Jest to wspólny projekt 21 gmin konurbacji katowickiej oraz organizatora przewozów – KZK GOP.
Pierwotnie szacowana wartość projektu to 189,6 mln zł (wdrożenie systemu i utrzymanie go przez 65 miesięcy). Dofinansowaniem ze środków unijnych objęte jest samo wdrożenie systemu (szacunkowo 149,3 mln zł). Przewidziana kwota unijnego wsparcia ze środków Regionalnego Programu Operacyjnego Województwa Śląskiego na lata 2007-2013 to 97,8 mln zł.
Karta zaczęła funkcjonować od 1 listopada ubiegłego roku.
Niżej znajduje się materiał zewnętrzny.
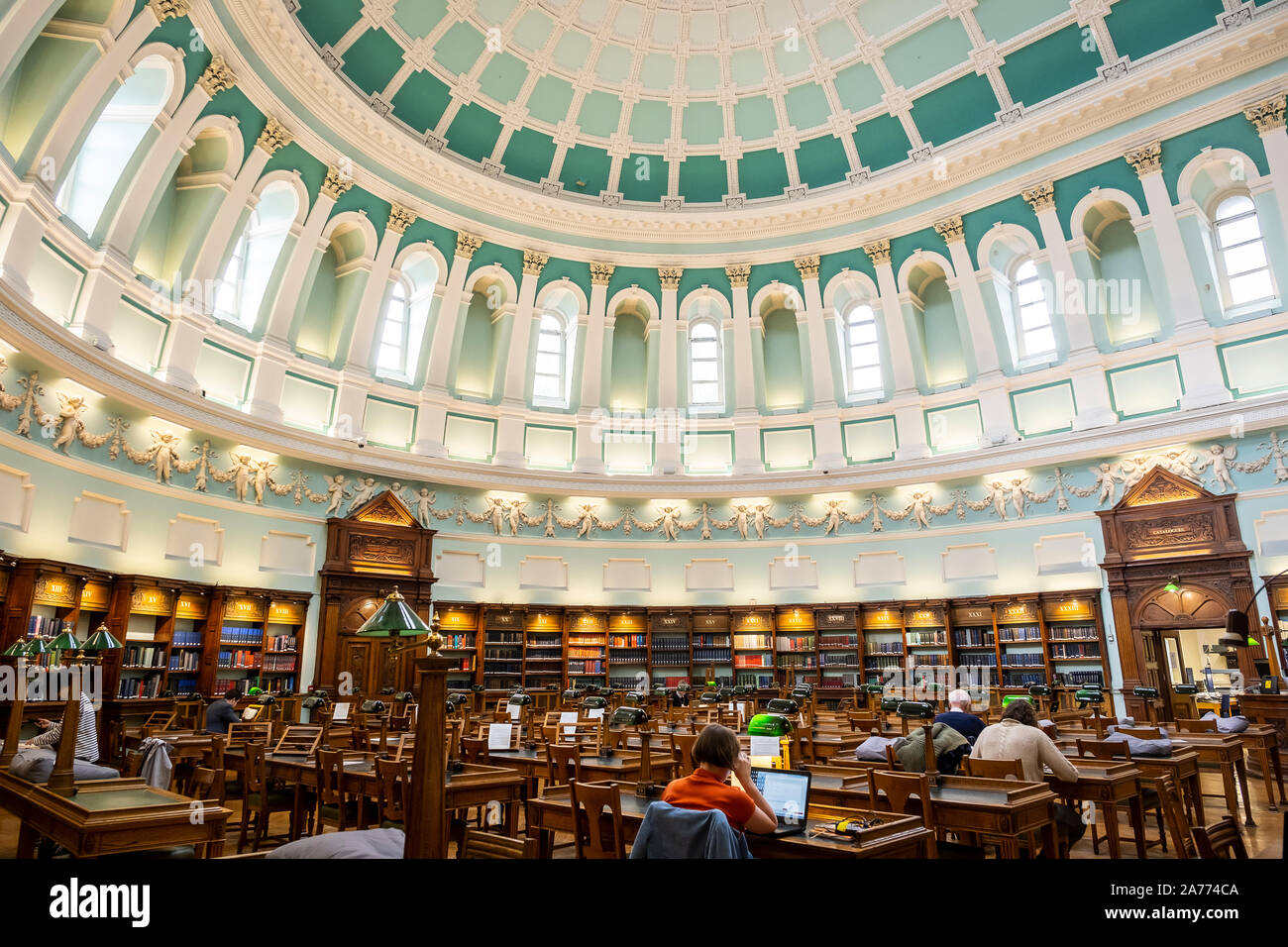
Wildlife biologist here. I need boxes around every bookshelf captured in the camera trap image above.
[774,605,818,686]
[1042,595,1109,686]
[483,608,523,690]
[860,605,903,681]
[434,604,480,690]
[996,599,1048,691]
[649,609,693,686]
[814,608,864,691]
[523,611,564,690]
[733,611,777,689]
[113,579,176,699]
[692,609,734,686]
[566,611,608,686]
[608,611,649,690]
[903,604,952,697]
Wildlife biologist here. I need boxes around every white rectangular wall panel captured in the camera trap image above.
[769,556,818,588]
[67,489,130,553]
[164,513,224,566]
[684,559,733,591]
[1033,532,1100,576]
[854,550,909,586]
[940,543,997,582]
[519,556,568,588]
[434,549,486,588]
[0,464,36,532]
[259,530,317,576]
[604,559,653,591]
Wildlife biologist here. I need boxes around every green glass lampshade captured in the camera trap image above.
[49,631,80,651]
[81,625,125,651]
[357,586,429,638]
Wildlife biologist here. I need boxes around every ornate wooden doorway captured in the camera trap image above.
[1098,467,1261,720]
[313,491,434,694]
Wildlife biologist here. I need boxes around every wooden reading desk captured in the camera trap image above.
[0,772,232,858]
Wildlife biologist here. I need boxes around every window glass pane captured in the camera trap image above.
[1216,194,1256,220]
[693,362,720,381]
[1024,329,1055,356]
[1224,240,1266,275]
[1231,269,1274,305]
[1216,217,1261,248]
[693,381,720,404]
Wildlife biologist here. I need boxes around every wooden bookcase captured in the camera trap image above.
[649,608,695,686]
[608,609,649,690]
[564,609,608,686]
[523,609,564,690]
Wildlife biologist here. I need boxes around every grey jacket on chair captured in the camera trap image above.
[631,802,751,858]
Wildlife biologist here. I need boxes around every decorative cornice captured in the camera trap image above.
[255,116,295,155]
[149,0,188,23]
[1020,180,1055,214]
[935,214,966,244]
[1124,142,1163,177]
[456,237,483,261]
[1243,93,1284,136]
[322,164,353,201]
[523,250,550,275]
[385,204,416,233]
[197,55,237,98]
[725,263,751,290]
[863,237,890,264]
[793,254,818,279]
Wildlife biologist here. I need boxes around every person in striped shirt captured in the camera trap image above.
[29,690,98,763]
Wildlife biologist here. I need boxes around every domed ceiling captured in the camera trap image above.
[287,0,1224,209]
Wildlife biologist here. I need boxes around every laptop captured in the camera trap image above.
[751,767,810,836]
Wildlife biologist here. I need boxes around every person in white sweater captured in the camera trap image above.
[970,701,1087,845]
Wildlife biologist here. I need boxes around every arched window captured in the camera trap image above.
[845,305,885,397]
[532,313,568,404]
[55,55,172,235]
[1214,194,1275,307]
[1014,259,1055,359]
[215,181,297,329]
[376,279,411,374]
[690,320,724,407]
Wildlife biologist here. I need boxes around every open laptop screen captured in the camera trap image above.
[751,767,810,819]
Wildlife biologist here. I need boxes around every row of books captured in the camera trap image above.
[997,625,1042,644]
[774,635,814,651]
[121,644,167,668]
[216,651,261,669]
[953,627,993,648]
[170,651,201,672]
[1051,642,1100,660]
[219,625,265,644]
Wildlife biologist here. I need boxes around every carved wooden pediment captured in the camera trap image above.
[1115,467,1216,510]
[347,489,420,527]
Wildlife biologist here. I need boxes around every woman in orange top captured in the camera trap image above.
[662,724,778,832]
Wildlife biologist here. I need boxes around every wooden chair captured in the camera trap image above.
[460,828,537,858]
[568,780,626,858]
[273,725,322,756]
[868,770,939,858]
[314,750,362,835]
[1190,814,1248,858]
[546,743,581,786]
[669,733,698,777]
[237,742,295,853]
[376,756,408,828]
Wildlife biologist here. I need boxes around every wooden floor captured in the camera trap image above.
[0,771,1284,858]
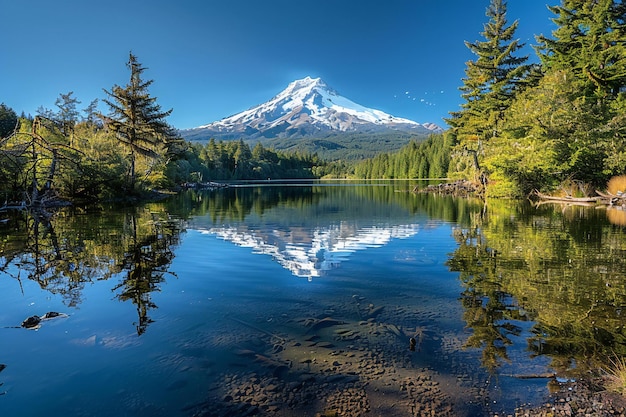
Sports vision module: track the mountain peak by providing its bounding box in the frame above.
[182,76,441,140]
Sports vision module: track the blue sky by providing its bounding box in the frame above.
[0,0,559,129]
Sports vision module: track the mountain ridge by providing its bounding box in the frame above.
[180,77,443,141]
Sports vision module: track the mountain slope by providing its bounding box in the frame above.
[181,77,442,140]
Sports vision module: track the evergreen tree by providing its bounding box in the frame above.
[447,0,531,183]
[0,103,17,139]
[99,52,172,189]
[53,91,80,145]
[531,0,626,184]
[537,0,626,100]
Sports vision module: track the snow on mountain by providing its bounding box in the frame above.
[181,77,442,140]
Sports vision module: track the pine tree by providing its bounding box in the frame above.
[100,52,172,189]
[537,0,626,184]
[537,0,626,102]
[447,0,532,183]
[0,103,17,139]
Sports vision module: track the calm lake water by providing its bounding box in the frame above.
[0,182,626,416]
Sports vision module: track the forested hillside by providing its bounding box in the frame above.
[0,0,626,204]
[0,54,324,208]
[355,0,626,197]
[448,0,626,196]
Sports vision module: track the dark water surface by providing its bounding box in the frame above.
[0,182,626,416]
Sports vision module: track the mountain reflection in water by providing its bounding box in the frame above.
[199,222,420,280]
[0,182,626,417]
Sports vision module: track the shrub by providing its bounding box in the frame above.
[606,175,626,195]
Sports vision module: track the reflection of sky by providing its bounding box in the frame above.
[198,222,420,279]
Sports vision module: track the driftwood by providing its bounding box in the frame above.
[534,190,626,206]
[413,180,481,197]
[183,181,228,190]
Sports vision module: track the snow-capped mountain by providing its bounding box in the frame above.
[181,77,442,140]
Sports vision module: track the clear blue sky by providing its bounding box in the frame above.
[0,0,560,129]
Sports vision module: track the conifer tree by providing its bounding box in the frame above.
[537,0,626,101]
[100,52,172,189]
[447,0,532,183]
[537,0,626,184]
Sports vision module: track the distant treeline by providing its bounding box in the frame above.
[0,53,325,209]
[0,0,626,205]
[354,134,454,179]
[355,0,626,197]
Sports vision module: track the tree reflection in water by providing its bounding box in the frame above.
[0,205,182,335]
[448,197,626,376]
[113,213,180,335]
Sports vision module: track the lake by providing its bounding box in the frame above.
[0,181,626,417]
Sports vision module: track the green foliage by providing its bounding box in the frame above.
[354,134,453,179]
[449,0,626,197]
[0,103,17,139]
[448,0,531,176]
[254,132,427,161]
[101,53,172,191]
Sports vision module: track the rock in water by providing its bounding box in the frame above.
[22,316,41,329]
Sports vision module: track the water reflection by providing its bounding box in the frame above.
[0,185,626,415]
[450,198,626,374]
[0,205,183,334]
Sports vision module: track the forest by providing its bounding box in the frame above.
[0,0,626,206]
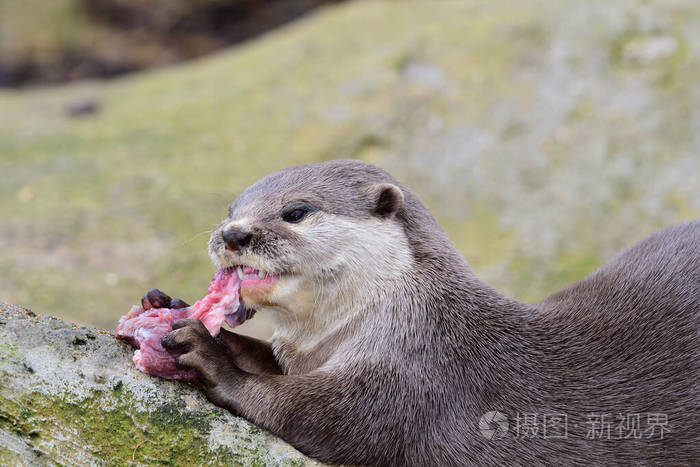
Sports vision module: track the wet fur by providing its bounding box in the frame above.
[161,161,700,465]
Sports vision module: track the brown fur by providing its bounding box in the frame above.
[156,161,700,465]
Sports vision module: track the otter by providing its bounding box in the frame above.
[144,161,700,466]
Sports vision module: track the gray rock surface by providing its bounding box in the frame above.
[0,303,318,466]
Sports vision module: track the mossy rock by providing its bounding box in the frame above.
[0,303,319,466]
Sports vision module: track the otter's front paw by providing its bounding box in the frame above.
[161,319,234,388]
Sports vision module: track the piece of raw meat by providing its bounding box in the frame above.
[115,269,243,381]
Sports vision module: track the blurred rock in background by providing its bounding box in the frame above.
[0,0,339,86]
[0,0,700,335]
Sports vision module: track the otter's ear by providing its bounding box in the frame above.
[372,183,403,218]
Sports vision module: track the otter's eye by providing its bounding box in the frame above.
[280,200,318,224]
[282,208,309,224]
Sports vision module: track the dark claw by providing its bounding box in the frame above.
[160,332,182,350]
[141,289,189,310]
[141,289,172,310]
[170,298,190,309]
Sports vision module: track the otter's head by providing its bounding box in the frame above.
[209,161,412,326]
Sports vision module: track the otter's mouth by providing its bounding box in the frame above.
[232,264,279,285]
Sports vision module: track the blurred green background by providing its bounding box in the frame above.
[0,0,700,336]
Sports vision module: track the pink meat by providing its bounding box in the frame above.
[115,269,246,381]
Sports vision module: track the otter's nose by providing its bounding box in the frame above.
[221,229,253,251]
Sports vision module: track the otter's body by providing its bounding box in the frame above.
[152,161,700,465]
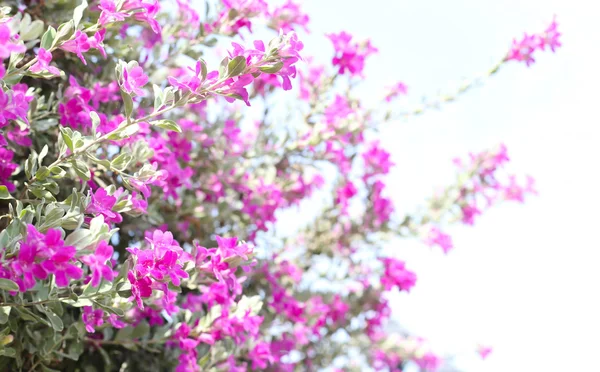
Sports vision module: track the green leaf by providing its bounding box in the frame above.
[227,56,247,77]
[200,59,208,81]
[150,119,181,133]
[110,151,133,171]
[0,306,11,324]
[108,124,140,140]
[92,300,125,317]
[152,84,165,112]
[52,20,75,47]
[258,61,283,74]
[21,19,44,41]
[0,347,17,358]
[38,145,48,166]
[0,278,19,292]
[59,127,73,151]
[131,320,150,340]
[38,306,65,332]
[39,207,65,232]
[71,159,91,181]
[40,26,56,50]
[65,229,94,249]
[73,0,87,28]
[60,298,94,307]
[115,327,133,341]
[0,185,14,199]
[121,91,133,118]
[90,111,100,135]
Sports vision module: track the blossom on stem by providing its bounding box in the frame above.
[327,31,377,76]
[81,306,104,333]
[380,257,417,292]
[81,240,114,287]
[29,48,60,76]
[0,24,27,58]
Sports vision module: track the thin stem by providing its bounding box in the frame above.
[386,59,506,119]
[0,299,59,307]
[83,337,167,346]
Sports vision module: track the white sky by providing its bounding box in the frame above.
[305,0,600,372]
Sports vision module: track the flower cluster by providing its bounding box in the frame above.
[0,0,560,372]
[505,19,561,66]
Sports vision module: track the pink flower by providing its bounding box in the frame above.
[81,306,104,333]
[362,141,394,181]
[60,30,92,65]
[0,84,33,128]
[502,175,537,203]
[127,271,152,310]
[11,225,48,292]
[323,94,354,129]
[477,345,494,359]
[539,17,561,52]
[42,246,83,287]
[368,180,394,229]
[98,0,129,26]
[385,81,408,102]
[29,48,60,76]
[0,24,27,61]
[327,32,377,75]
[0,146,19,192]
[270,0,310,32]
[11,224,83,292]
[381,257,417,292]
[506,34,539,66]
[123,0,161,34]
[248,341,275,370]
[425,226,453,253]
[81,240,114,287]
[335,181,357,214]
[85,187,123,223]
[505,19,561,66]
[121,62,148,96]
[461,204,481,225]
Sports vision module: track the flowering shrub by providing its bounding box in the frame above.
[0,0,560,371]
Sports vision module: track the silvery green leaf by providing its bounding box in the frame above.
[150,119,181,133]
[0,306,11,324]
[38,145,48,166]
[40,26,56,50]
[65,229,94,249]
[73,0,87,28]
[71,159,91,181]
[90,111,100,135]
[227,56,247,77]
[21,19,44,41]
[0,185,13,199]
[0,278,19,292]
[121,90,133,118]
[52,20,75,47]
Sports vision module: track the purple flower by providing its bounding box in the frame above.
[0,24,27,58]
[81,306,104,333]
[85,187,123,223]
[29,48,60,76]
[327,32,377,75]
[425,226,453,253]
[127,271,152,310]
[381,257,417,292]
[81,241,114,287]
[42,247,83,287]
[98,0,129,26]
[11,224,83,292]
[0,147,19,192]
[120,62,148,96]
[60,30,92,65]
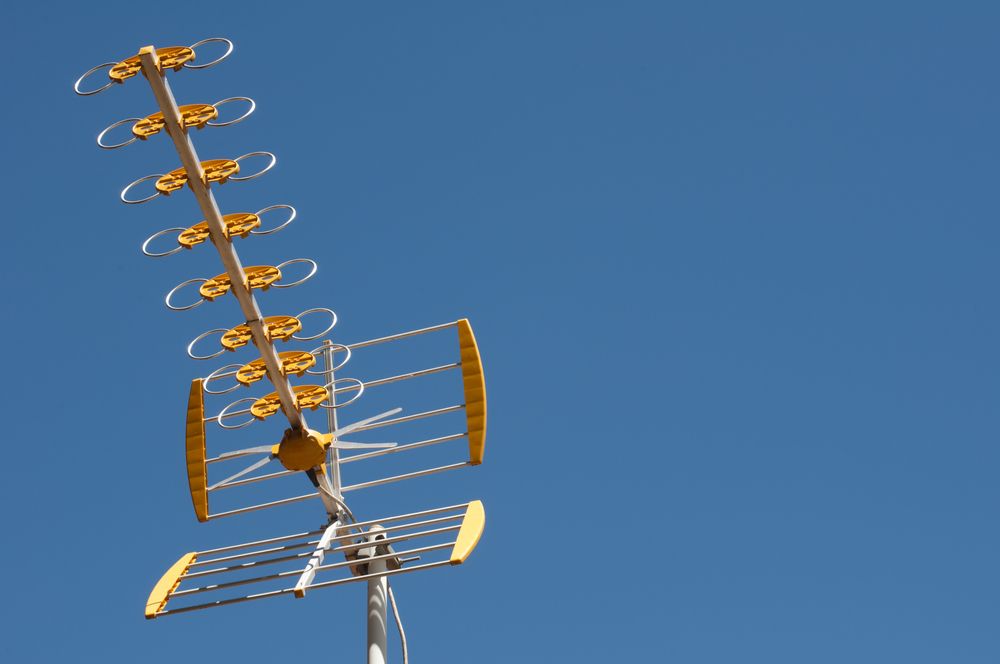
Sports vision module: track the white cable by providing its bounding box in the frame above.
[385,579,410,664]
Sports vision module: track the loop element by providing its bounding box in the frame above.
[227,152,278,182]
[118,173,166,205]
[215,397,257,429]
[292,307,337,341]
[206,97,257,127]
[142,228,184,258]
[274,258,319,288]
[164,278,207,311]
[184,37,233,69]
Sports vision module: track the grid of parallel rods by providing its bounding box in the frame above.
[156,503,468,617]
Wyrobiło ją około 12 tys.osób , a docelowo powinno około 700 tys. Podróżni narzekają na to, że karty nie można odbić w autobusach czy tramwajach i nie potrafią przestawić się do odbijania karty za każdym razem gdy wejdą do pojazdu. Przyzwyczajeni do papierowych biletów okresowych, nie musieli tego robić. W 1300 autobusach i tramwajach zabudowano po 2 czytniki.
Pasażer, który nie zarejestruje w pojeździe swojego biletu, powinien być traktowany jest jak osoba bez ważnego biletu. KZK GOP jest w tej kwestii jeszcze bardzo pobłażliwy. Liczy się ważność karty a nie to czy została ona odbita. W porównaniu do papierowego kartonika, który raz w miesiącu albo raz na kwartał należało podmienić, jest to duże utrudnienie. Motywacją do zmiany nośnika są niższe o około 5% ceny biletów w stosunku do analogicznych wersji papierowych. W praktyce jest to różnica od kilku do kilkunastu złotych.
Od Nowego Roku będzie możliwość dzięki karcie ŚKUP aby skasować bilet jednorazowy. To taryfa dla osób które jeżdżą na krótkich odcinkach. Bilety za przejazd będą tańsze od obecnej taryfy strefowo-czasowej. Ludzie nadal najchętniej kupują bilety papierowe, jest to więc kolejna propozycja aby bardziej zainteresować pasażerów kartą.